【読書感想文】人新世の資本論
遅まきながら、新書でベストセラーとなっている斎藤幸平氏の「人新世の資本論」を読了しました。
資本主義にどっぷりと浸かった生活をしている私たちですが、気候変動という喫緊の課題に対し、どうすればよいのかという提案が、本書の主題であり、マルクス主義の再解釈にその根拠を求めています。
まず、資本主義の改善では、解決が難しいと主張しています。資本主義は、あらゆる財やサービスを希少性のある「商品」として貨幣と交換可能なものとするため、富のあるものが必然的に富んでいき、格差の拡大をもたらします。そして、さらなる欲望が、資本主義を駆動するため、無限の経済成長という需要に応えるべく、有限の化石燃料を燃やし続けて、無駄も含めた供給を続けることで、地球環境に不可逆で深刻な負荷を与えてしまっています。

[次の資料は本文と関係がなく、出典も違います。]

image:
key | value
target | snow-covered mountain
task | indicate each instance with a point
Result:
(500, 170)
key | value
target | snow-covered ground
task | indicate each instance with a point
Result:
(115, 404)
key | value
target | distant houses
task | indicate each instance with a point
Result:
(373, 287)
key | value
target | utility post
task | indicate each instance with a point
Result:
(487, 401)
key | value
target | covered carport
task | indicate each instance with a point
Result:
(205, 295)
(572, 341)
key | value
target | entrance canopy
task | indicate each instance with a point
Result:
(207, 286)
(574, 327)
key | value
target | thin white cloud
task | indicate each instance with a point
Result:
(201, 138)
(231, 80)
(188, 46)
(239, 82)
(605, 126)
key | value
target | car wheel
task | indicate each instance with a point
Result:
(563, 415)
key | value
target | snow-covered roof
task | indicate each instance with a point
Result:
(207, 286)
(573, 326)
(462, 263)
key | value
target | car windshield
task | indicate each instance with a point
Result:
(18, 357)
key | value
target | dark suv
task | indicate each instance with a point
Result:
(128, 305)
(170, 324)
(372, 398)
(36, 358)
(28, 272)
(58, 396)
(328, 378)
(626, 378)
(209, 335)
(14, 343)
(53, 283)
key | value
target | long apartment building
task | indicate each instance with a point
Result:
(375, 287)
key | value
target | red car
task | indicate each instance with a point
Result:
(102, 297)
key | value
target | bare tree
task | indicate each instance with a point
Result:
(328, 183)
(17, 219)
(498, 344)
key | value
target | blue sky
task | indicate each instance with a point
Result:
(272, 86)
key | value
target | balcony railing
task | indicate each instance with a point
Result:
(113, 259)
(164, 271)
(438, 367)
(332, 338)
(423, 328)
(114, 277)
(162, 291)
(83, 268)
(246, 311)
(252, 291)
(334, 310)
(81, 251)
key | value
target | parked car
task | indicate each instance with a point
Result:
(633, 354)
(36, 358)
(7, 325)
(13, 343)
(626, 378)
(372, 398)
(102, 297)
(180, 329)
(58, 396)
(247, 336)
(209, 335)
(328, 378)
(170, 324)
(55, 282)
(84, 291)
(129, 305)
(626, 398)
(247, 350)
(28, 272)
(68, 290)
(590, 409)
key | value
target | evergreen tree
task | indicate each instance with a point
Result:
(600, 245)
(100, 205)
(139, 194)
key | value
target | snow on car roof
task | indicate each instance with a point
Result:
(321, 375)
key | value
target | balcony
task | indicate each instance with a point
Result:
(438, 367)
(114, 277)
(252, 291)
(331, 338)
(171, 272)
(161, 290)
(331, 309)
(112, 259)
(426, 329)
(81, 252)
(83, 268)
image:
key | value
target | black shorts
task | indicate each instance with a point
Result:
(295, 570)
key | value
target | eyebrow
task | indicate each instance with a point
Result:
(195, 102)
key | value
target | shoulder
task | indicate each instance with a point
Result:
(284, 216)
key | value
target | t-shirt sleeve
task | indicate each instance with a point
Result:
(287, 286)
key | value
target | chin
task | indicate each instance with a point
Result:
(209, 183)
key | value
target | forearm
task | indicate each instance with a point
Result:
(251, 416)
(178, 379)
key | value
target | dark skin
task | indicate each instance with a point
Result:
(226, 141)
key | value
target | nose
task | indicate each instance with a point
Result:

その結果、すでに地球的課題である気候変動として顕在化しているという説です。
斎藤氏の提案である「脱成長コミュニズム」は、市民社会の民主的な合意形成を基に、成長に一定の歯止めをかけ、希少性のある「商品」ではなく、公共財として誰もがアクセスできる「コモン」の創設によって、経済成長を追い求めなくても、幸福になれるのではないかと述べています。
これらの考えは、経済学者宇沢弘文氏の提唱された「社会的共通資本」と通じるものがあると、まず感じました。
そして、今年の夏も酷暑で、クーラーをかけても効かない程になってしまい、これは地球がおかしくなっているのでは、とようやく感じ始めたところだったので、私としては、タイムリーで、概ね腑に落ちる内容でした。
斎藤氏の提案である「コモン」というキーワードは、このnoteにもつながるようにも思えました。クリエイターが、課金を選択して、知識やノウハウなどを希少性のある「商品」として提供するのは、資本主義の方法論です。一方で、コンテンツに課金を選択せず、無料で誰もがアクセスできるようにすれば、公共財として「コモン」の知となります。クリエイターが収入を得られないのは、損するようにも思えますが、より広い読者に知識が届き、信頼も増すことで、クリエイターの認知も広まるようにも思えます。利他主義とも言えるのかもしれませんが、ジャック・アタリ氏によれば、利他主義は、回りまわって自分の利益にもつながると述べています。
noteというプラットフォームは、資本主義的でもあり、コモン的でもあり、ハイブリッドで、それはそれでよいのではないかと思います。このようなところから、言葉を通じて色々と試みてみることも、これからの社会のあり方の試金石になるかもしれないし、やがて大きな力となるかもしれません。